Multiply, 1.0 mg/mL * (50/100) = 0.5 mg/mL.
Now we know that the working standards concentration is from (0.5, 0.7, 0.85, 1, 1.15, 1.3) mg/mL. What we need to do know is to figure out the stock standard concentration in order to prepare the working standards by the serial dilutions. In this example, the stock solution has a concentration of 2.67 mg/mL.
Figure 12
Figure 13
After injecting the working standards through the instrument. The calibration curve was constructed for the visual examination to see how the data lie along the least squares line.
Figure 14
numbers are arbitrary in vacuum, the instrument gives out responses in form of numbers. It’s our responsibility to know how they’re generated and how they can benefit us. By the same line of thought, we want to examine the quality of the linear response over the specified concentration range.
How to examine the quality of the linear response?
Examining the quality of the linear response is partly determined by inspecting the slope, ideally, the closer to zero the higher the quality of the linear response. In order to do that the response factor (RF) is first determined.
Response factor is the calculated by dividing the area of response by concentration of analyte.
RF = Area / Conc.Generally, response factor is determined at each measured concentration and plotting this response factor against analyte concentration, where then the slope can be determined using the Linest function in excel. As you can in the example mentioned the response is independent of the concentration that alludes to a true linearity over the range of concentrations. Additionally, the slope in the example is inclined towards zero which improves the confidence in the quality of the linear response.
Figure 15
Having fulfilled the visual aspect of linearity, along with response factor. There still another layer of conformity that need to be performed to show a deeper understanding of the behavior of the model that is relying more on the statistical calculations to show if there are any deviations from the assumed linearity – the residual analysis. Essentially, residuals measure the difference between the measured value and the calculated value using the slope and the intercept determined by a fit of all data to predict the calculated value. Typically, residuals should be randomly distributed around the true mean of zero.
Figure 16
Figure 17
So now we’ve fulfilled the first parameter of the linearity study which is the correlation coefficient. Then the remaining are the y-intercept, residual standard deviation, and range. The validated working range is determined by the investigation of the accuracy and precision parameters of the method.
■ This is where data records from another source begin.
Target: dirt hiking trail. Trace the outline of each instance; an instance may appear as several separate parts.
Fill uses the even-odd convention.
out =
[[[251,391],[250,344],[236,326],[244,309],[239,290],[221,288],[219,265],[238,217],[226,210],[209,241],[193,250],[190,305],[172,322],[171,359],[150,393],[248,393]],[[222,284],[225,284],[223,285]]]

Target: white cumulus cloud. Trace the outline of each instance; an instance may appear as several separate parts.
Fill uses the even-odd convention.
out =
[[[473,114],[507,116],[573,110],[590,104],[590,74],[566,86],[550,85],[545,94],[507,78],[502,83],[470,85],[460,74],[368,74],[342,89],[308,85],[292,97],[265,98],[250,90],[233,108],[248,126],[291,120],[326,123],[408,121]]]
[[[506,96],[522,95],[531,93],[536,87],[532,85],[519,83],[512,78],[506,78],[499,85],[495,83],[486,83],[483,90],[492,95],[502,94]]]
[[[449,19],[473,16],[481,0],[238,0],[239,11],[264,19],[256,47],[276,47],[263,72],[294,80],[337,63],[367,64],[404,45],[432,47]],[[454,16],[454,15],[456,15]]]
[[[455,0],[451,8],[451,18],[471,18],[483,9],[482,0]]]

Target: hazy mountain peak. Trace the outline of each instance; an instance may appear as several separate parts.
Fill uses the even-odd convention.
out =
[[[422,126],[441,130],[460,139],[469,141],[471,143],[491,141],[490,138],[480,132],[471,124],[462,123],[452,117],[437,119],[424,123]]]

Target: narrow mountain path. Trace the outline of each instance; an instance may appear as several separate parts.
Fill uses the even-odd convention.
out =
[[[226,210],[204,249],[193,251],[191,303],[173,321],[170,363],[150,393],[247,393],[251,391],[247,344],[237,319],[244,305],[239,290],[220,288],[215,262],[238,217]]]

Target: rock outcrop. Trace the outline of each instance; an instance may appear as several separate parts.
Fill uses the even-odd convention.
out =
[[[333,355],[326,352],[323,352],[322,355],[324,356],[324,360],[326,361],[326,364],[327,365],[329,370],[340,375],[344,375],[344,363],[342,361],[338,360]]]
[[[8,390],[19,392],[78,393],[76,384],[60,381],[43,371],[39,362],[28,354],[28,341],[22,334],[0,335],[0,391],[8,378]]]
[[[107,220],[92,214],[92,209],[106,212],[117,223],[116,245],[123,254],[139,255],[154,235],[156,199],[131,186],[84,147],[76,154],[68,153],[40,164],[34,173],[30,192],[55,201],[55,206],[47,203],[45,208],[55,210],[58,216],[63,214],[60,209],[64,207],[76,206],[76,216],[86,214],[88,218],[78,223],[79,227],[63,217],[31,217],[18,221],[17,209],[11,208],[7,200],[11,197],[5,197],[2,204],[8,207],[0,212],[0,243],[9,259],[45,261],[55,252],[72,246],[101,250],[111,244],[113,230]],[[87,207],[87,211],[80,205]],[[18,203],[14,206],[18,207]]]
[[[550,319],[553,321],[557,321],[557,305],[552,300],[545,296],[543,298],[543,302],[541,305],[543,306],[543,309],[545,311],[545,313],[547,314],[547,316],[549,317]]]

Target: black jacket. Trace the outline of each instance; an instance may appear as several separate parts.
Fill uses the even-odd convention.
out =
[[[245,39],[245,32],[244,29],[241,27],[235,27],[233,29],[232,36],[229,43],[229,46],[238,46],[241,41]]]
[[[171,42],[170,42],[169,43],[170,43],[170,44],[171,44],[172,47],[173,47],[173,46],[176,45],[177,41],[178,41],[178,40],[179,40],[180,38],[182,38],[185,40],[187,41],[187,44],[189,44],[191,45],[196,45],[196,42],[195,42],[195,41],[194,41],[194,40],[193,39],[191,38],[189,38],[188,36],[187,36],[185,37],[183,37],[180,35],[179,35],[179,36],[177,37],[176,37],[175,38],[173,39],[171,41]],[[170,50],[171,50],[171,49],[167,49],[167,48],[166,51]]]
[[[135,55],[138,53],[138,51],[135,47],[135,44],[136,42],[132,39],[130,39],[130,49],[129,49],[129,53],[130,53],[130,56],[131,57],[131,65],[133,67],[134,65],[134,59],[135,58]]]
The y-intercept and residual standard deviation calculation:The calculation is based on the regression line equation, Y = mx + b at 100% level. Where, Intercept = b, X variable 1 / Slope = m, x = 1068 ug/mL. The following table shows the calculation for the y-intercept and residual standard deviation.
Figure 18
Figure 19
Note, Correlation coefficient is not a measure of linearity but rather a measure of how well the data fits the model. It only reflects how much of the change in response is due to the change in concentration.